Il n’y a pas eu de surprise de dernière minute. Les 11 pays européens désireux de créer une taxe sur les transactions financières (TTF) ne sont pas parvenus à se mettre d’accord sur le sujet mardi à Bruxelles. « Nous restons collectivement déterminés à travailler avec acharnement pour trouver des solutions concrètes en vue d'effectuer un premier pas vers une TTF, même si ce ne sera probablement pas avant la fin de cette année mais au début de l'année prochaine », a dit Michel Sapin à ses pairs, en anglais, lors d'une réunion des ministres des Finances de la zone euro à Bruxelles.

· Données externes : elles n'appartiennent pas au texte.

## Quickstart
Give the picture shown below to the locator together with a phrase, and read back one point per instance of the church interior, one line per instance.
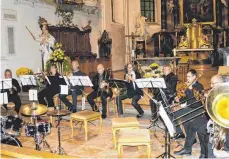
(114, 78)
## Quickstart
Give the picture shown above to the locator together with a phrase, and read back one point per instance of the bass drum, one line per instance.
(9, 140)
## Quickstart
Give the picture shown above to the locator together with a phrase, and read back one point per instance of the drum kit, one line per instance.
(38, 129)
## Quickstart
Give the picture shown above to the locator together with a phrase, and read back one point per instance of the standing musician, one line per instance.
(13, 92)
(217, 79)
(192, 126)
(171, 84)
(100, 90)
(45, 96)
(132, 91)
(74, 90)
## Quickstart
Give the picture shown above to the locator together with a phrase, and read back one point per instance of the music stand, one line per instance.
(169, 131)
(118, 84)
(81, 81)
(5, 84)
(153, 83)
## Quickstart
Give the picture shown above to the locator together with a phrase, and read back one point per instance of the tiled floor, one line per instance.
(100, 146)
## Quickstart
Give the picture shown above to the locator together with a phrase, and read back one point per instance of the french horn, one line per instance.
(217, 107)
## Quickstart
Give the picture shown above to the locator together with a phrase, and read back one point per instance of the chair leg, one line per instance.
(148, 151)
(71, 125)
(100, 125)
(86, 129)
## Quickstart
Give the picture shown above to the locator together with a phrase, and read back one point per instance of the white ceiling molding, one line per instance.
(33, 3)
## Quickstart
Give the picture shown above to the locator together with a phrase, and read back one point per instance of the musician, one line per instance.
(45, 96)
(132, 91)
(217, 79)
(74, 90)
(171, 84)
(99, 85)
(13, 92)
(192, 126)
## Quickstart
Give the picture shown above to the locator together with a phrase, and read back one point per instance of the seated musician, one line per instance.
(217, 79)
(74, 90)
(132, 91)
(45, 96)
(171, 84)
(99, 90)
(13, 92)
(192, 120)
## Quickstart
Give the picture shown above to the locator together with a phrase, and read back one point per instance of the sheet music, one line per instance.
(80, 81)
(7, 83)
(66, 80)
(150, 83)
(3, 98)
(167, 121)
(33, 95)
(28, 80)
(86, 81)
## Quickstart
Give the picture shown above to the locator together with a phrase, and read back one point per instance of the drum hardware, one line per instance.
(59, 114)
(34, 110)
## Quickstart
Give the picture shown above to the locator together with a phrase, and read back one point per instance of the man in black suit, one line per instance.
(74, 90)
(170, 90)
(99, 90)
(13, 92)
(192, 126)
(132, 91)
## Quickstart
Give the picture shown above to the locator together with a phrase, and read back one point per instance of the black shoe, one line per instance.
(179, 136)
(202, 156)
(182, 152)
(104, 116)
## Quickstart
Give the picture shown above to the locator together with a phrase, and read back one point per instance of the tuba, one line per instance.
(217, 107)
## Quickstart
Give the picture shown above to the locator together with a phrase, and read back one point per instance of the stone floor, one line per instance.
(100, 146)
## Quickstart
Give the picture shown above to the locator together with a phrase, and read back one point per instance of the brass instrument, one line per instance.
(181, 91)
(104, 85)
(217, 107)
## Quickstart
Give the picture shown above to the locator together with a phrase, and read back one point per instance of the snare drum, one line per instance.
(12, 125)
(42, 127)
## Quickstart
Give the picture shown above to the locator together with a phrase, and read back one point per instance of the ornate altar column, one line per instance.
(176, 12)
(218, 14)
(163, 15)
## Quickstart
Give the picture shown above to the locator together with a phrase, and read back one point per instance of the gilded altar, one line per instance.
(194, 37)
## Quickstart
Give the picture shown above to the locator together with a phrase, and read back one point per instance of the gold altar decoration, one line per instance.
(203, 10)
(194, 38)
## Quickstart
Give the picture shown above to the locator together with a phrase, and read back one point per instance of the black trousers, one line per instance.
(103, 95)
(199, 126)
(74, 94)
(47, 93)
(16, 100)
(135, 99)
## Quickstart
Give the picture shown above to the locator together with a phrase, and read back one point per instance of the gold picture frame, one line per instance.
(186, 18)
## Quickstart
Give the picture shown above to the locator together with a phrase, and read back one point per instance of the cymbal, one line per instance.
(27, 110)
(58, 113)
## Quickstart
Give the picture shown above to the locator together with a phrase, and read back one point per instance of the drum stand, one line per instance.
(59, 150)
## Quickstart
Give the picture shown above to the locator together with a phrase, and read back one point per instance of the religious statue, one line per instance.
(203, 41)
(140, 28)
(45, 39)
(105, 44)
(183, 42)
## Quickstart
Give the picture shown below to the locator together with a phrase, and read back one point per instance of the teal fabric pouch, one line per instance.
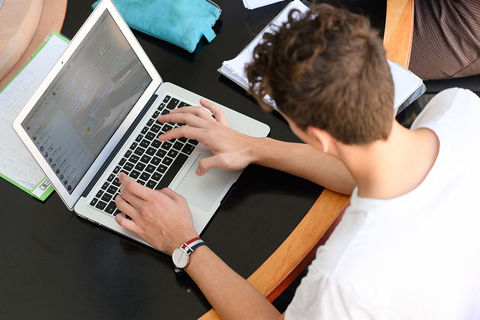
(181, 22)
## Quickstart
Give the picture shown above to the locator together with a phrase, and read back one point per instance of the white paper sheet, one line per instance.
(405, 82)
(253, 4)
(16, 163)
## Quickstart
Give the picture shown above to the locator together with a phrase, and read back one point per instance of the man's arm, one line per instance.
(233, 150)
(231, 296)
(163, 219)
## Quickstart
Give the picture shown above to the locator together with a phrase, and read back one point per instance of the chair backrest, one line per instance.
(299, 249)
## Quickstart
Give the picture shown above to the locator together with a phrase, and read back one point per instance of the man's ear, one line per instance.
(322, 138)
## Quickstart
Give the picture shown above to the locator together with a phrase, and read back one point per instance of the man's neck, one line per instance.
(388, 169)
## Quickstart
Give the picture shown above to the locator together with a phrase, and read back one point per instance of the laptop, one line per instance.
(95, 115)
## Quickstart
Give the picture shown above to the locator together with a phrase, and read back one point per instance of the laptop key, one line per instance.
(112, 189)
(188, 148)
(106, 197)
(166, 127)
(140, 166)
(150, 168)
(134, 158)
(172, 104)
(100, 205)
(156, 176)
(150, 136)
(111, 207)
(134, 174)
(155, 161)
(155, 128)
(151, 184)
(145, 143)
(116, 182)
(144, 176)
(166, 145)
(172, 171)
(139, 151)
(156, 143)
(151, 151)
(161, 153)
(146, 159)
(167, 160)
(177, 145)
(128, 166)
(172, 153)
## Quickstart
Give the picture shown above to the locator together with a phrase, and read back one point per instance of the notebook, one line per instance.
(407, 86)
(94, 115)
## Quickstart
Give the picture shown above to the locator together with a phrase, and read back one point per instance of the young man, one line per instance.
(408, 247)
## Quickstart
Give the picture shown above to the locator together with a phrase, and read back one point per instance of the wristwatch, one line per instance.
(181, 255)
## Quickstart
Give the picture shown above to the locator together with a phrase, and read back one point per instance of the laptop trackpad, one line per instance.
(203, 191)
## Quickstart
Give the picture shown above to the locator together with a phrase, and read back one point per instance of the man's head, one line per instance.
(327, 69)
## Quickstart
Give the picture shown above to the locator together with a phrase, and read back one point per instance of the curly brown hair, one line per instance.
(327, 68)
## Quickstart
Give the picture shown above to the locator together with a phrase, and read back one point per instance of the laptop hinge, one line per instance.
(120, 144)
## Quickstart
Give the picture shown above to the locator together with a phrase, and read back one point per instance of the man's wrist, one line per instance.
(257, 150)
(181, 255)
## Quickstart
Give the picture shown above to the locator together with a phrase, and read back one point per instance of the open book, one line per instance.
(17, 166)
(408, 86)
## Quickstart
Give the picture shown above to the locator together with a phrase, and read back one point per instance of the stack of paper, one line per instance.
(253, 4)
(16, 163)
(406, 83)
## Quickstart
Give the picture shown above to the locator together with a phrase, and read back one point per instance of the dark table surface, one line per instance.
(54, 265)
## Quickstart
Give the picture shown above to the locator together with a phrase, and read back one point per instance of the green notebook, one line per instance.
(17, 166)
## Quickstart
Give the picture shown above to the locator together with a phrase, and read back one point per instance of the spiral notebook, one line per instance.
(408, 86)
(17, 166)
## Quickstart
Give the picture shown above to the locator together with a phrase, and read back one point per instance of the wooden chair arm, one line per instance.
(288, 261)
(398, 35)
(296, 252)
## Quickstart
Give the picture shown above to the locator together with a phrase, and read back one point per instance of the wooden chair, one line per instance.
(298, 250)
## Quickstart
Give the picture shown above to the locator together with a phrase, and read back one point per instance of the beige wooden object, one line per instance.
(296, 252)
(18, 23)
(51, 14)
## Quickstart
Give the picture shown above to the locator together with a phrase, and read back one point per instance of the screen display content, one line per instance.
(87, 101)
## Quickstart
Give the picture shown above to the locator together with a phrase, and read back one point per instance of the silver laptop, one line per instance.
(95, 114)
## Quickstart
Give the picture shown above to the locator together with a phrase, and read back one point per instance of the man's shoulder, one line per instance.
(449, 104)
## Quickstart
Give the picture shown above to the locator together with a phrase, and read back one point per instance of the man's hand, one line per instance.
(162, 218)
(231, 150)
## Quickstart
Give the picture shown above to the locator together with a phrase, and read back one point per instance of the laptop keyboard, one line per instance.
(149, 161)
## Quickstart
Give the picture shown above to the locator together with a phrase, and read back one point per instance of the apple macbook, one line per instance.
(95, 115)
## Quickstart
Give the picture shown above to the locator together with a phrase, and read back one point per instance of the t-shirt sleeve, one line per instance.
(320, 297)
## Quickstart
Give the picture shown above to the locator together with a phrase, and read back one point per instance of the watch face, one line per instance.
(180, 258)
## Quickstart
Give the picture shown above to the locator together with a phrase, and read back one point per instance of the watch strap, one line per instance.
(189, 247)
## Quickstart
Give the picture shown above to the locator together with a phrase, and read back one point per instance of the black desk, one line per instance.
(54, 265)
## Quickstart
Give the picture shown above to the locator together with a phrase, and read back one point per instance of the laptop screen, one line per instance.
(87, 101)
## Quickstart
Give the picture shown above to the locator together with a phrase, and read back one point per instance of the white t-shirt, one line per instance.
(416, 256)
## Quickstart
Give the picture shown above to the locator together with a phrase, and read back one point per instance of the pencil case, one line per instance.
(181, 22)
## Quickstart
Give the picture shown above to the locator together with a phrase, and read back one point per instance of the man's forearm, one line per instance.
(302, 160)
(231, 296)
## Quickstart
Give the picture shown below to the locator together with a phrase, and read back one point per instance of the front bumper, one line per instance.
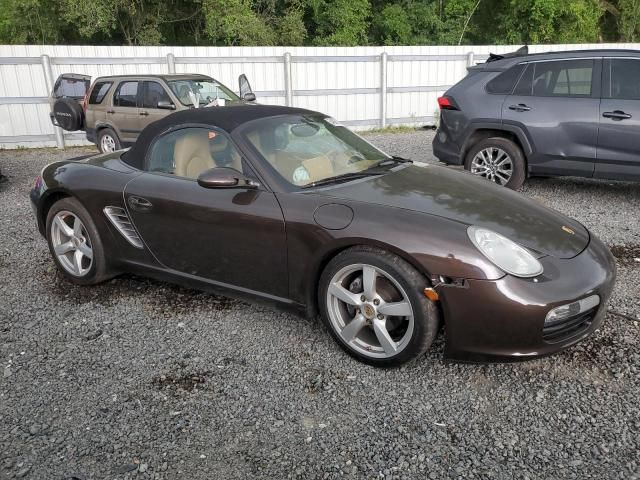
(445, 149)
(503, 320)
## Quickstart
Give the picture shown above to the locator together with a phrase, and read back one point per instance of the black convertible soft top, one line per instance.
(227, 118)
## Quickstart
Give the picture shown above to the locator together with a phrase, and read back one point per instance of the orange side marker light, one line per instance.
(431, 294)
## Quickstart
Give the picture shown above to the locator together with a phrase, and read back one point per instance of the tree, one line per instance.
(233, 22)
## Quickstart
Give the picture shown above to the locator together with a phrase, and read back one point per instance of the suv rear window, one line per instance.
(99, 91)
(565, 78)
(503, 84)
(70, 87)
(126, 95)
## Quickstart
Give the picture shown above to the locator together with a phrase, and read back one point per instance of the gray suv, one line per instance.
(550, 114)
(114, 110)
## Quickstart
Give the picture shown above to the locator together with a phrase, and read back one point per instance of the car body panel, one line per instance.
(469, 200)
(559, 135)
(216, 234)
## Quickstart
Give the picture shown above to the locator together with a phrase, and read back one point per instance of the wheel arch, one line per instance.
(315, 272)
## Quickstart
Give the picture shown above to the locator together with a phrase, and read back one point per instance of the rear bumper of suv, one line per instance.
(446, 150)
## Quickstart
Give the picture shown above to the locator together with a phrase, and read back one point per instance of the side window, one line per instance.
(190, 151)
(70, 87)
(99, 91)
(503, 84)
(126, 95)
(622, 79)
(567, 78)
(154, 93)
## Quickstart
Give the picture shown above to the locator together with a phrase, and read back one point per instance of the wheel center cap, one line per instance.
(369, 311)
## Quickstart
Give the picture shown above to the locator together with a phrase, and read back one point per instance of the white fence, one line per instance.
(364, 87)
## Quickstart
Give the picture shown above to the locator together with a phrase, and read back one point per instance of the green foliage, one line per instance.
(317, 22)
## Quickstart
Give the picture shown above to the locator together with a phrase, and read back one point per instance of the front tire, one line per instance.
(75, 244)
(373, 304)
(108, 141)
(498, 160)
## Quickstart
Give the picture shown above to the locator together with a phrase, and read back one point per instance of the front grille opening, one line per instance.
(568, 328)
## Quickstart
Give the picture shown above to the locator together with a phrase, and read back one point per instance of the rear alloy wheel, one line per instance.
(75, 243)
(108, 141)
(373, 304)
(499, 160)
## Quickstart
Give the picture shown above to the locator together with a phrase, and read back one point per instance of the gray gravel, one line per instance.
(138, 379)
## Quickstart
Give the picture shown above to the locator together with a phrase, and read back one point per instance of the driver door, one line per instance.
(231, 236)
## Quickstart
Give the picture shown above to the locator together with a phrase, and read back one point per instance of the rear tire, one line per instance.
(68, 114)
(75, 244)
(499, 160)
(108, 141)
(395, 323)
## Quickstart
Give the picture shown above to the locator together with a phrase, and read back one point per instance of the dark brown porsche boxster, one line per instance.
(289, 206)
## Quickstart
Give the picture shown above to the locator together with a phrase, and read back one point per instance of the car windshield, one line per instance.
(201, 92)
(311, 149)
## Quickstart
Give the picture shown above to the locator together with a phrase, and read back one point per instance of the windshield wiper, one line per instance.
(392, 160)
(345, 177)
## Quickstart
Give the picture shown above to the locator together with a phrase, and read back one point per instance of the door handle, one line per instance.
(616, 115)
(138, 203)
(521, 107)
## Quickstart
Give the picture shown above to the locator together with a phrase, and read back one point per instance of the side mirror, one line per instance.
(166, 105)
(223, 177)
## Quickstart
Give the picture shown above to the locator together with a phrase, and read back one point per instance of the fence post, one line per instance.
(171, 63)
(470, 60)
(288, 90)
(383, 90)
(48, 80)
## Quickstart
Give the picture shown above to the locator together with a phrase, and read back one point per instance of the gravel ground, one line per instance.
(139, 379)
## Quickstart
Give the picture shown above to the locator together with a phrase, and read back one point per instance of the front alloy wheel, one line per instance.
(370, 311)
(107, 143)
(75, 244)
(373, 305)
(494, 164)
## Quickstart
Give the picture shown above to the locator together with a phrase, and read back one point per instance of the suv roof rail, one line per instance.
(521, 52)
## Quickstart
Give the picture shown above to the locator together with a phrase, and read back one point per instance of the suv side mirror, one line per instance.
(245, 89)
(223, 177)
(166, 105)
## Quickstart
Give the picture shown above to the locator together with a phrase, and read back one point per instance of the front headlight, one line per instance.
(504, 253)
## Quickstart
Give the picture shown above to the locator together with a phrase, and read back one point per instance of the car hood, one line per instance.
(471, 200)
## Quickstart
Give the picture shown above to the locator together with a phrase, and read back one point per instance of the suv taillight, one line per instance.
(447, 103)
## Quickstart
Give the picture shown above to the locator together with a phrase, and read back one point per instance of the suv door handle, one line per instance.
(138, 203)
(616, 115)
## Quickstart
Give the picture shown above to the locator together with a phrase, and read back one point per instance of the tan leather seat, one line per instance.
(192, 155)
(195, 152)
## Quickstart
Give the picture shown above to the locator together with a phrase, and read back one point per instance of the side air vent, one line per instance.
(118, 216)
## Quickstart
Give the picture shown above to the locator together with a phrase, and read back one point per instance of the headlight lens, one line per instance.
(504, 253)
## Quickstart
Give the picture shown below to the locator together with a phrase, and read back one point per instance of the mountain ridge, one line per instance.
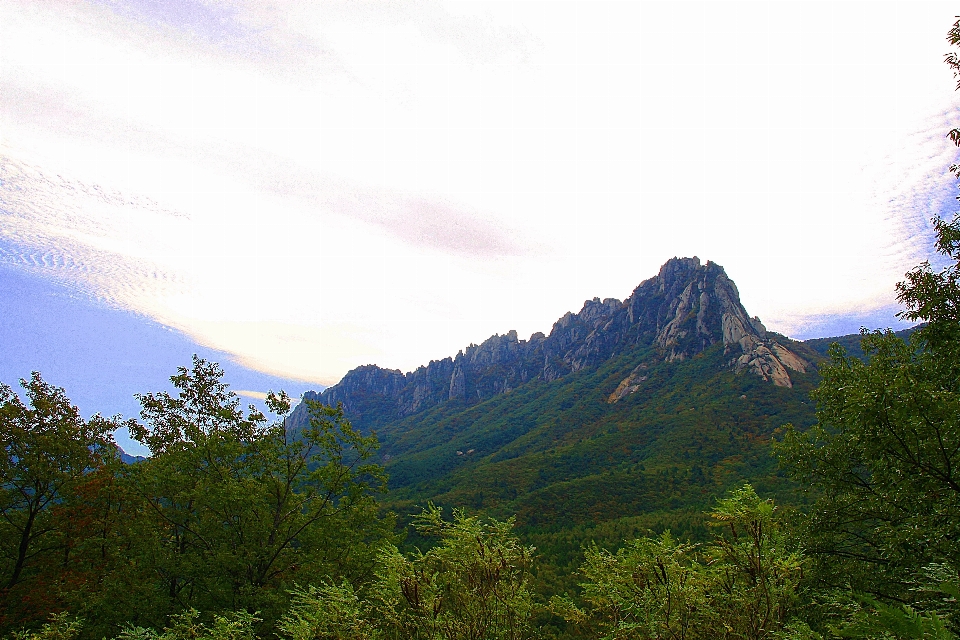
(683, 310)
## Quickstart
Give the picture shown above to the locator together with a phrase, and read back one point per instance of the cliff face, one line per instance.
(683, 310)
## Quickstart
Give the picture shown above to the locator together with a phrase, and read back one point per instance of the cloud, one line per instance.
(256, 395)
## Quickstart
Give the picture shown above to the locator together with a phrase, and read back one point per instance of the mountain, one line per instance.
(629, 416)
(682, 311)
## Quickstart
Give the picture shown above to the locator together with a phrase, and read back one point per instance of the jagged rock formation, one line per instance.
(683, 310)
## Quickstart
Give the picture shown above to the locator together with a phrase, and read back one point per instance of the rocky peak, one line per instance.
(683, 310)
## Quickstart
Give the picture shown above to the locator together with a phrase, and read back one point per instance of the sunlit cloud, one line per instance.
(316, 186)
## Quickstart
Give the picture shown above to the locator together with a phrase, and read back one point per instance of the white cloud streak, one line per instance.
(316, 186)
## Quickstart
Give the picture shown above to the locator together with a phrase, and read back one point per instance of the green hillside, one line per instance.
(573, 467)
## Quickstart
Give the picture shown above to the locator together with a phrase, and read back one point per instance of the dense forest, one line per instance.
(237, 527)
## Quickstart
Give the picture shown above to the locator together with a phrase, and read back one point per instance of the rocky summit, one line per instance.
(683, 310)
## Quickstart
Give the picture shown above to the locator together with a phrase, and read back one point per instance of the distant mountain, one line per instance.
(682, 311)
(630, 415)
(126, 458)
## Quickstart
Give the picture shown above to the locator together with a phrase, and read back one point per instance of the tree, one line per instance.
(50, 453)
(742, 585)
(236, 510)
(883, 461)
(473, 585)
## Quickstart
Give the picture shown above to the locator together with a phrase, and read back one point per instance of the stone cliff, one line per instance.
(682, 311)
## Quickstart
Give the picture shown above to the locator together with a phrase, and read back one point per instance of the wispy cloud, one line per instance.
(313, 186)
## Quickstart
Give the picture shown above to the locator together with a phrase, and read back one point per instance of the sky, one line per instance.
(300, 188)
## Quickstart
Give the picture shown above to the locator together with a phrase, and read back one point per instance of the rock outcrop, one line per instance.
(683, 310)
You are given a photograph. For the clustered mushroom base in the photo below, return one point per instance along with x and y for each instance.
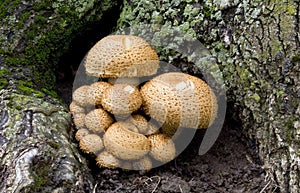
(130, 126)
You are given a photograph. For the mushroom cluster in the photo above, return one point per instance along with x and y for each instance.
(127, 124)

La taxe Tobin européenne est victime d’une contradiction sur sa raison d’être. « Le débat sur le sujet a toujours été particulièrement confus », confirmait au Monde le 8 décembre, Gunther Capelle-Blancard, professeur à l’université Paris-I.
Lancée au lendemain de la crise financière de 2008 et reprise par la Commission européenne en 2011, la TTF devait prélever 0,1 % sur les échanges d’actions et 0,01 % sur les produits dérivés. Objectif : contribuer à éviter une nouvelle bombe à retardement financière, en jugulant l’extension tous azimuts de la « mauvaise finance ». A commencer par les produits dérivés, ces contrats sur titre qui se sont développés bien plus vite que l’économie réelle.
Le projet européen poursuit une double et paradoxale finalité
En parallèle, les recettes de la taxe ont rapidement été fléchées vers des projets d’aide au développement (sida, changement climatique…).
Autrement dit, le projet européen poursuit une double et paradoxale finalité : contribuer à la disparition de ce qu’il est censé taxer, mais aussi viser une assiette la plus large possible afin de récolter des fonds (plus de 30 milliards d’euros pour les 11 Etats concernés, selon la Commission).
Conséquence : d’un côté, les défenseurs du projet, ONG en tête, réclament des recettes à la hauteur des enjeux. De l’autre, les banques françaises agitent le chiffon rouge des délocalisations si la taxe s’applique en l’état. Notamment sur les dérivés actions, dont BNP Paribas et la Société générale se sont faites les championnes. Une menace corroborée par les calculs de Sia Partners. Ce cabinet indépendant a chiffré à 9,6 milliards d’euros les recettes d’une taxe pour la France. Mais au prix d’un effondrement de 90 % des volumes échangés sur les dérivés ! Voilà qui explique l’embarras des politiques, déjà confrontés aux lamentations du secteur bancaire après des années de mise à contribution (Bâle III, fonds de résolution bancaire…).